Replacing a peach tree with a Rio Grand Cherry

I have always heard that you should never plant a peach tree in the same location where a peach tree had died. What I have is a Rio Grand Cherry for replacement but was wondering if it being a pom fruit ,would the cherry be diseased by the soil where the peach tree had died.
Fact or fiction?

Possum,

Forgive me if I’m wrong, are you saying that cherry is a pom fruit? Cherry and peach are both stone fruit. Stone fruit also include apricots, nectarines, plums, etc.

Pear and apples are pom fruit.

1 Like

Cherry of the Rio Grande is in the Myrtle family. It is neither pit nor pome.

http://growingfruit.org/t/cherry-of-the-rio-grande-eugenia-involucrata

1 Like

Thanks for the correction on my assumption that they were related. So do you think that it would be ok to plant the RG Cherry in the same location?
Any precautions with the soil before planting?

Thank you, Richard for the info.

Possum - was your peach tree died because of soil-borne pathogens?

I think that it was a matter of slow drainage in that spot. I noticed some white stuff at the base of the tree that I tried to eliminate but it came back and the tree died slowly. I plan to elevating that spot at least 12’’ and plant something else like the RG Cherry.
Peach trees have not done well for me because I live near the Gulf and it is just too wet for them.
I am thinking of giving the area a good sprinkling of Captan or Rally and watering it in as a precaution.
Thanks Richard, I had no idea that the RG was a Myrtle.

You might look through this list of diseases and isolate the pathogen prior to planting anything http://plantdiseasehandbook.tamu.edu/food-crops/fruit-crops/peach-apricot-and-nectarine/. Planting trees is a lot of work and I would like to hear that the new one did well for you.

As you may know, most fruit trees do not like wet soil.

What type of fruit trees grow well in your area? Have you seen anyone grow RG cherry in your area? If you soil is rather wet, you may need to raise it even higher than 12 ". After a while, a berm/raise bed will settle so you may want to start on a higher side.

Cherry of the Rio Grande is native to upland regions of the Rio Grande River in Venezuela.

I have plum tree died in wet location. Elevated the location about 12’’, planted new plum tree. So far(2 years) it is OK.

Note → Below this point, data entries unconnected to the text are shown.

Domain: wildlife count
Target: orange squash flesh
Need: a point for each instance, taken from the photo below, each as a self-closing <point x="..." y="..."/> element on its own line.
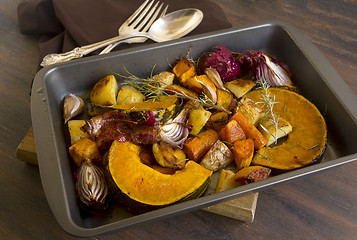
<point x="146" y="186"/>
<point x="305" y="143"/>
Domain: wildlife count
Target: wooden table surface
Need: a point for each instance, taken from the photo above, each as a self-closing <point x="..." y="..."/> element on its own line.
<point x="322" y="206"/>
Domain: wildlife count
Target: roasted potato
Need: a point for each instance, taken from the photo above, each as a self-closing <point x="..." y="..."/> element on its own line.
<point x="129" y="94"/>
<point x="75" y="131"/>
<point x="105" y="91"/>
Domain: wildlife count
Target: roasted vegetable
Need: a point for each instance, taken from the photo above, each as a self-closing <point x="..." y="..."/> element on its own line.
<point x="128" y="94"/>
<point x="91" y="186"/>
<point x="163" y="108"/>
<point x="144" y="134"/>
<point x="250" y="110"/>
<point x="198" y="119"/>
<point x="217" y="121"/>
<point x="221" y="59"/>
<point x="243" y="151"/>
<point x="165" y="78"/>
<point x="217" y="157"/>
<point x="167" y="156"/>
<point x="75" y="131"/>
<point x="184" y="70"/>
<point x="250" y="130"/>
<point x="232" y="132"/>
<point x="197" y="147"/>
<point x="72" y="107"/>
<point x="272" y="132"/>
<point x="143" y="188"/>
<point x="175" y="131"/>
<point x="104" y="93"/>
<point x="239" y="87"/>
<point x="305" y="144"/>
<point x="195" y="83"/>
<point x="181" y="91"/>
<point x="224" y="98"/>
<point x="85" y="150"/>
<point x="252" y="174"/>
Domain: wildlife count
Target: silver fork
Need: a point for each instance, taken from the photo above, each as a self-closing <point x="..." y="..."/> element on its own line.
<point x="132" y="23"/>
<point x="79" y="52"/>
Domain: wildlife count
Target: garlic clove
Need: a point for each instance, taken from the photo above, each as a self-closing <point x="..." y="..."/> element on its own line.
<point x="175" y="132"/>
<point x="72" y="106"/>
<point x="273" y="73"/>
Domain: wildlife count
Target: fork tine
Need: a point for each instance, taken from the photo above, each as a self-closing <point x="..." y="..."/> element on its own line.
<point x="143" y="14"/>
<point x="150" y="18"/>
<point x="147" y="26"/>
<point x="136" y="13"/>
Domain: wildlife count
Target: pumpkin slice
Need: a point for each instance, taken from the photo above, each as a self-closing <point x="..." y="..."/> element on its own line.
<point x="307" y="141"/>
<point x="144" y="188"/>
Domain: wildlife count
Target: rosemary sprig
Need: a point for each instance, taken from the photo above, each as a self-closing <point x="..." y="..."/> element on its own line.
<point x="152" y="89"/>
<point x="268" y="102"/>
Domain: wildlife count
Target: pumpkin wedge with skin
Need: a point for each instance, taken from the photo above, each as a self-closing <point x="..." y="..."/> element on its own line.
<point x="307" y="141"/>
<point x="144" y="188"/>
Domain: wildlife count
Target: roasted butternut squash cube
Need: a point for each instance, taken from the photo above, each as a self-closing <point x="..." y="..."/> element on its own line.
<point x="105" y="91"/>
<point x="129" y="94"/>
<point x="198" y="118"/>
<point x="226" y="181"/>
<point x="243" y="152"/>
<point x="218" y="156"/>
<point x="184" y="70"/>
<point x="217" y="121"/>
<point x="167" y="156"/>
<point x="196" y="147"/>
<point x="250" y="110"/>
<point x="250" y="130"/>
<point x="273" y="132"/>
<point x="252" y="174"/>
<point x="232" y="132"/>
<point x="224" y="98"/>
<point x="194" y="83"/>
<point x="181" y="91"/>
<point x="85" y="150"/>
<point x="240" y="87"/>
<point x="75" y="131"/>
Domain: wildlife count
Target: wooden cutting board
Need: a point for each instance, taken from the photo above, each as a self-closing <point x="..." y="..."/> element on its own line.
<point x="242" y="208"/>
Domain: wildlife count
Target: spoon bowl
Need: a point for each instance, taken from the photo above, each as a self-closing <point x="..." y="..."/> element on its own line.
<point x="169" y="27"/>
<point x="175" y="25"/>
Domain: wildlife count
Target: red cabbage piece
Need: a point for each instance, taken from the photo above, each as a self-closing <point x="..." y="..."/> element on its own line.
<point x="223" y="61"/>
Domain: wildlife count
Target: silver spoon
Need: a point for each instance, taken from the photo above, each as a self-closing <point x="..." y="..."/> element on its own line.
<point x="169" y="27"/>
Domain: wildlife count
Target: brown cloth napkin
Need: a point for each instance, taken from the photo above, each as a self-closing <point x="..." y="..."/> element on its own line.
<point x="66" y="24"/>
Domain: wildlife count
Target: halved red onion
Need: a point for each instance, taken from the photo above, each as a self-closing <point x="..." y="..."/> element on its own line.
<point x="91" y="186"/>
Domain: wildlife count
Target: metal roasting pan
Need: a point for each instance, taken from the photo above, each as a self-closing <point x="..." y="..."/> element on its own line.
<point x="314" y="75"/>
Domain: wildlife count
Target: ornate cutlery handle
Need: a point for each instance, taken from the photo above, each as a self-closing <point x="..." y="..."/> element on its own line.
<point x="79" y="52"/>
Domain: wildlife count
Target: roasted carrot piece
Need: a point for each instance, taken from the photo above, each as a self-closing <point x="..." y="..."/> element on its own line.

Richard I know that you are very knowledgeable.

Galinas,
Here in Kansas those locations can at times be better during times of drought. During wet periods in Kansas those locations can stress fruit trees to a point of death. I’ve learned through the years to use wild callery pears from a wet location to plant those challenging areas on my property. I think long term choosing a tree that normally lives in a challenging spot like that and thrives in the wild will pay off. The new trees are doing extremely well. The thing I like about semi invasive trees is they grow where nothing else will. In the case of the wild callery I did not raise the soil or prepare it in anyway. Another location I did raise the location several feet and spent thousands of dollars to do so to raise cherries. I have a bunch of cherry rootstocks there now that are thriving. I have a friend with a small stone fruit orchard in a wet location that was not raised that suffers from bacterial canker and continuos fungal problems. One spot on my property several trees died in and I raised 3’ 15+ years ago. I planted a new cherry tree there which is still alive so I suspect raising that location will pay off for you.

Thanks, I think it is working - new tree grows fine. I have no way to place anything semi-wild, as all my tree space is very small and I only can afford dwarfs, but raising did the trick.

1 Like

My point was that the soils are generally wet in the COTRG native environment. However as others will note, the plant has proven very adaptable to environments way outside its tropical native range.

In the county east of me in a 60 inch rainfall belt they have 3 or 4 mesquite trees growing in a 3 foot raised bed. It does make a big difference if trees are in a raised bed. Just remember that in the wet years all the roots that are outside the raised beds might die and when it dries out the tree will suffer due to lack of roots. I grow most of my trees in raised beds or pots. the couple of peach trees not in raised beds are in a natural mound. I planted one at ground level and it died after a couple of years.